MHP ise, yıllardır dağda tek başına yaşadığı yazlığının etrafına yapılmış çoluklu çocuklu şen şakrak bir sitenin, gürültülü sosyalleşme tekliflerinden yorulmuş emekli umum müdürü şaşkınlığında.
Özenle baktığı plastik çiçeklerden oluşan bahçesinin dengesi olduğu gibi dursa da, kalan herşey değişti ve evin kapısında yazan ismi ona batıp durmakta.
Alacağı sorumluluklar ve gideceği yol belli ancak kireçlenmiş eklemlerini, site sakinlerinin çağırdığı o danslı müzikli eğlenceye, izin vereceklermiş gibi hissetmiyor.
AKP ise yediği Osmanlı tokadının sersemletici etkisini, sırtındaki sorumluluğa bağlı geliştirdiği sağlamlık ve yılların kazandırdığı devlet refleksiyle çabuk atlattı denebilir.
“Kol kırılır yen içinde kalır” ile “hep senin yüzünden oldu” arasında bazen salınsa da
“olacak olan olur” trenini sürüyor.
Ülkenin “AKaPe faşizmi”ne karşı porselen dişi ve manikürlü tırnağıyla mücadele eden Batıcı aydınları da, yıllardır servislediklerinin sonucunda çiçeklenen Alman basınının “Erdoğan erken seçimle tehdit ediyor” ortak başlığına dönüp, “ne saçmalıyor bunlar?“ demekte.
Ümit Kıvanç gibi Sosyalist romantikler ise yüzyıldır kafalarında duran bakır alaşımlı savaş miğferlerinin terleriyle karışarak beyinlerini zehirlemesinin halüsülasyonunda, elde kılıç, devletin üzerlerine göndereceği ‘palalılar’ı bekliyorlar, halâ ve hasretle...
Bütün bunlar bu haldeyken 25. Meclis toplandı.
Herkesin bir yerinden bıraktığı bir yemin okunup, vekiller belki de Cumhuriyet tarihinin gelmiş geçmiş en renkli ve çeşitlilikteki bu meclisindeki koltuklarında kıpırdanırken, işi, 14 yıllık iktidarından çok öncesinden beri sabırla, topluma takılı prangaların tek tek kilitlerinden sökülüp taşınması olan ve bundan ve ne kendisinin ne de ailesinin hedef alınıp vurulmamamış bir yeri kalmamasından çok, (hafifçe belirginleşmeye başlamış kamburuyla) başkası adına utanmaktan biraz yorulmuş gibi görünen bir uzun adam, yanında %52 ile onlara yukarıdan bakmaya geldi.

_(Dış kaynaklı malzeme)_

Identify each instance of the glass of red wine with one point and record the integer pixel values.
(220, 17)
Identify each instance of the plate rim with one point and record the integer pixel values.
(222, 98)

Kimlikleriyle, dinleriyle, dilleriyle, başörtüleriyle, her türlü küfrün ve yalanın ve uydurma iddiayla tezviratın sahibi olabilme ve bundan da utanmama özgürlükleriyle salondakiler, gelişini alkışlarla ya da yerlerinden bile kalkmayarak tepkisizlikle karşılarken, onun aklından;
“o 400 vekil işte burada veya şimdi değillerse de bir tekrar seçimle yakında olacaklar” geçiyor ama aşağıdakiler henüz bunu bilmiyor.